First diagnose, then treat
- Matthew Lerner

- Jan 19
- 2 min read
When founders ask me “how can we break through this plateau?” I tell them this story.
This was a marketplace for hiring home-care workers to look after elderly relatives. Growth had been flat for a year, until a researcher noticed something uncomfortable.
Their bottleneck was the search results page – people scrolled through candidates, but never clicked on anyone. That's odd.
Think about it: Why would you visit a home-carer site, search, and then scroll past dozens of candidates without clicking on a single one?
The team tried everything on that results page. Ratings, better pictures, hide prices, show reviews, more filters. At first, nothing worked.
Then, in a user test, a researcher noticed something uncomfortable.
The user clicked “search,” scrolled through a full page of results, clicked “next” and scrolled through another long page. Finally, on the third page, she clicked on a profile. It was the first white person.
I don’t like this. It’s horrible. It’s ugly. But it’s reality. And ignoring the ugly truths of customer behavior is exactly why that company had been flat for a year.
They could have messed with that results page for years and never found it.*
Once diagnosed, the fix was obvious:
Set the right expectations: Replace the smiling blonde models on the homepage with photos of actual ethnically diverse carers, to set visitors’ expectations.
Remove the trigger: Hide the photos on the search results pages.
Fixed. Off to the races…
What does this have to do with you?
Everything.
Every growth plateau has the same shape:
You need to get people to do a thing they’re not doing.
Click, subscribe, pay, activate, recommend.
And there’s a reason they’re not doing it. And fixing it is a lot easier if you know why they're stuck in the first place.
So how do you find out?
Simple next step
If you’ve hit a plateau, take a step back. First, where’s the drop off? Home page? Paywall? App store? Activation?

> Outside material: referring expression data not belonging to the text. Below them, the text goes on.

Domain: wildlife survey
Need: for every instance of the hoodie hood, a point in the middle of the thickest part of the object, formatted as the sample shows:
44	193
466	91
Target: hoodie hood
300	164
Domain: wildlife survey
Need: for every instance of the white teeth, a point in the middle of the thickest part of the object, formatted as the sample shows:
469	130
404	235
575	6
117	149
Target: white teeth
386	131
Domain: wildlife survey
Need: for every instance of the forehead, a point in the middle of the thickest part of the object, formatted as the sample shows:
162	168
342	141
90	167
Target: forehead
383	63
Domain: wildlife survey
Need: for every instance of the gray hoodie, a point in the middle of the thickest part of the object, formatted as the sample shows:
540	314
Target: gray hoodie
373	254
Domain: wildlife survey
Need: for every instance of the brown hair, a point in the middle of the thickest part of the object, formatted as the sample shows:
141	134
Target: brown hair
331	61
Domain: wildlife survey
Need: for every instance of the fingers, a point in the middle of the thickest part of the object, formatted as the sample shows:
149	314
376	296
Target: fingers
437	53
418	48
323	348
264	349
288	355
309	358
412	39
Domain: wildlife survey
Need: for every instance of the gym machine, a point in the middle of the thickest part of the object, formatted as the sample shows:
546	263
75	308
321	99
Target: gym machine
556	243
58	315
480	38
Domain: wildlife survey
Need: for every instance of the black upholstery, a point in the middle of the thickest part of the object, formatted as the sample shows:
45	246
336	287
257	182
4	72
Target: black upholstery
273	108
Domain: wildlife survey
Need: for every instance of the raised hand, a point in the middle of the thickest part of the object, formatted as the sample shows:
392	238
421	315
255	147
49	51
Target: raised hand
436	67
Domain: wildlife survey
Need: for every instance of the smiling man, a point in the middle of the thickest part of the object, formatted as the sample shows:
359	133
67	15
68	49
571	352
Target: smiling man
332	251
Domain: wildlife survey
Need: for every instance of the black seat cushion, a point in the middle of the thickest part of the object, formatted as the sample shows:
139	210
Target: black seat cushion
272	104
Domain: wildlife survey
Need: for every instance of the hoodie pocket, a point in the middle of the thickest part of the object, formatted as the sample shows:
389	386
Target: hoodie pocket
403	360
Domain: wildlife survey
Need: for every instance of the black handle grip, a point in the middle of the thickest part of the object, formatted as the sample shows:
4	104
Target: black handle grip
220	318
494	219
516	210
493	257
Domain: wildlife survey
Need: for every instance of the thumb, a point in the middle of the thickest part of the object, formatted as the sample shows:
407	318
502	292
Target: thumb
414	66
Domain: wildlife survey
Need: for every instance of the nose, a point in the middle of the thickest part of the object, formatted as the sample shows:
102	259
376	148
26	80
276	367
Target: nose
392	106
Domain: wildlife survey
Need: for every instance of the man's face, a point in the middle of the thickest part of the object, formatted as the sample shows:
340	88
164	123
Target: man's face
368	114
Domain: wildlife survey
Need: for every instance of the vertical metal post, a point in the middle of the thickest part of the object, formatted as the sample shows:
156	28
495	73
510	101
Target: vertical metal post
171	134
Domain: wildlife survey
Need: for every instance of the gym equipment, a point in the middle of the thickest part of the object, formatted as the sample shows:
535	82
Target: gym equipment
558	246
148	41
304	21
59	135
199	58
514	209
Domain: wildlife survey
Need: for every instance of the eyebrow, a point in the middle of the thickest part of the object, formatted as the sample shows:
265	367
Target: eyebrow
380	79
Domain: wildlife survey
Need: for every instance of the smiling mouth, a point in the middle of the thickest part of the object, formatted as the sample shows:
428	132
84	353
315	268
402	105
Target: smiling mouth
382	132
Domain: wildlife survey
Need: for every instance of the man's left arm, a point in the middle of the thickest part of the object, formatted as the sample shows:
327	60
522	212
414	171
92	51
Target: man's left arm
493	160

Then, ask the only question that matters: Why aren’t they taking the next step?
Comprehension: Maybe they don’t understand how you can help them
Trust: Maybe they don’t believe it
Urgency: Maybe they don’t really need it right now, or they’re busy with something else.
Don’t make assumptions. Watch people use your product. Interview people who dropped off. Ask new customers what almost made them drop off.
First diagnose, then treat.
I hope this helps
M@
*No, the marketers at that company were not all white. But it helps to have more diverse team, with people who look like the folks they needed to impress.